Your next Zumba class can leave you feeling more than invigorated. It can help alleviate your stress and improve your mental, physical and emotional quality of life.

Osteopathic researchers found working out in a group lowers stress by 26 percent and significantly improves quality of life, while those who exercise individually put in more effort but experienced no significant changes in their stress level and a limited improvement to quality of life, according to a study published in The Journal of the American Osteopathic Association.

“The communal benefits of coming together with friends and colleagues, and doing something difficult, while encouraging one another, pays dividends beyond exercising alone,” said Dayna Yorks, DO, lead researcher on this study. “The findings support the concept of a mental, physical and emotional approach to health.”

Dr. Yorks and her fellow researchers at the University of New England College of Osteopathic Medicine recruited 69 medical students—a group known for high levels of stress and self-reported low quality of life—and allowed them to self-select into a twelve-week exercise program, either within a group setting or as individuals. A control group abstained from exercise other than walking or biking as a means of transportation.

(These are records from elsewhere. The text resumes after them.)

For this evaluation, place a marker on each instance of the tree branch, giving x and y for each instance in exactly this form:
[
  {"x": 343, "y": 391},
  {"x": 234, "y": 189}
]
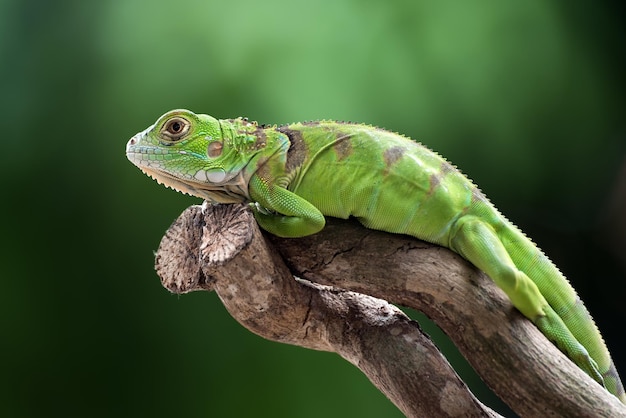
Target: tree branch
[{"x": 220, "y": 248}]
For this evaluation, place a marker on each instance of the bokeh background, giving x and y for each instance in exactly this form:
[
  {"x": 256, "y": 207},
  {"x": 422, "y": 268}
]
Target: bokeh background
[{"x": 527, "y": 98}]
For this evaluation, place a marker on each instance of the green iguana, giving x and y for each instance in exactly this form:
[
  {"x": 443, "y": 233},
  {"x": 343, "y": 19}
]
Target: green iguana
[{"x": 295, "y": 174}]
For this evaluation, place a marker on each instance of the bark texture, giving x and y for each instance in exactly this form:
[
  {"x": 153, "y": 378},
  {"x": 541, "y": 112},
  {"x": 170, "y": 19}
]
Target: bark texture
[{"x": 340, "y": 302}]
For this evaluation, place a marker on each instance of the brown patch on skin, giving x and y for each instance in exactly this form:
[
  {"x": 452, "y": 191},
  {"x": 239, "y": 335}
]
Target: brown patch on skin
[
  {"x": 261, "y": 137},
  {"x": 312, "y": 123},
  {"x": 342, "y": 146},
  {"x": 391, "y": 156},
  {"x": 478, "y": 196},
  {"x": 298, "y": 150}
]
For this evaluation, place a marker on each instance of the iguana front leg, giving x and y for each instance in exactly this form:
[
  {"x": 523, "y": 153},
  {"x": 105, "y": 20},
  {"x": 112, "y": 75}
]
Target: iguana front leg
[
  {"x": 477, "y": 241},
  {"x": 293, "y": 217}
]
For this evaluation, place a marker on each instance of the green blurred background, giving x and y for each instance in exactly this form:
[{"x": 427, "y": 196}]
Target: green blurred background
[{"x": 527, "y": 98}]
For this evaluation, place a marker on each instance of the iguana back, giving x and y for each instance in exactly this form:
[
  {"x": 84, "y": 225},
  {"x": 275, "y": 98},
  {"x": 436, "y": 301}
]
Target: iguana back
[{"x": 296, "y": 174}]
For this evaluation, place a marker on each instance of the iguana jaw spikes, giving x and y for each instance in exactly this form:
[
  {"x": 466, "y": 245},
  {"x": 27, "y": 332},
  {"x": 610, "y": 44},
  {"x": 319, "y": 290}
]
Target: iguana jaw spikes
[
  {"x": 215, "y": 185},
  {"x": 233, "y": 192}
]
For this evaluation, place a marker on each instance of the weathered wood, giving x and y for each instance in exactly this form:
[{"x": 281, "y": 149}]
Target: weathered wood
[{"x": 220, "y": 248}]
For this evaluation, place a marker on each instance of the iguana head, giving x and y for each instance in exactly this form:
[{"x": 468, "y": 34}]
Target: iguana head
[{"x": 200, "y": 155}]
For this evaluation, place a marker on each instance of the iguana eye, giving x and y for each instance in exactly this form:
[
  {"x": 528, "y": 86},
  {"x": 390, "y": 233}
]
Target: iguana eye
[{"x": 175, "y": 128}]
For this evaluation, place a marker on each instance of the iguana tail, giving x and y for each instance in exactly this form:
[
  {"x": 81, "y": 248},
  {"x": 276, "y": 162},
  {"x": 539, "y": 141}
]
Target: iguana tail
[{"x": 563, "y": 299}]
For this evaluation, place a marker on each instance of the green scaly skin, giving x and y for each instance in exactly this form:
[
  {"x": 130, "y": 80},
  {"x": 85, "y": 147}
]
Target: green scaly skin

“Having an outlet to help manage stress and feel better mentally and physically can potentially improve one’s quality of life.”

Every four weeks, participants completed a survey asking them to rate their levels of perceived stress and quality of life in three categories: mental, physical and emotional.

Those participating in group exercise spent 30 minutes at least once a week in CXWORX, a core strengthening and functional fitness training program. At the end of the twelve weeks, their mean monthly survey scores showed significant improvements in all three quality of life measures: mental (12.6 percent), physical (24.8 percent) and emotional (26 percent). They also reported a 26.2 percent reduction in perceived stress levels.

By comparison, individual fitness participants were allowed to maintain any exercise regimen they preferred, which could include activities like running and weight lifting, but they had to work out alone or with no more than two partners. On average the solitary exercisers worked out twice as long, and saw no significant changes in any measure, except in mental quality of life (11 percent increase). Similarly, the control group saw no significant changes in quality of life or perceived stress.

“Given this data on the positive impact group fitness can have, we should all consider group fitness opportunities,” said Dr. Yorks. “Having an outlet to help manage stress and feel better mentally and physically can potentially improve one’s quality of life.”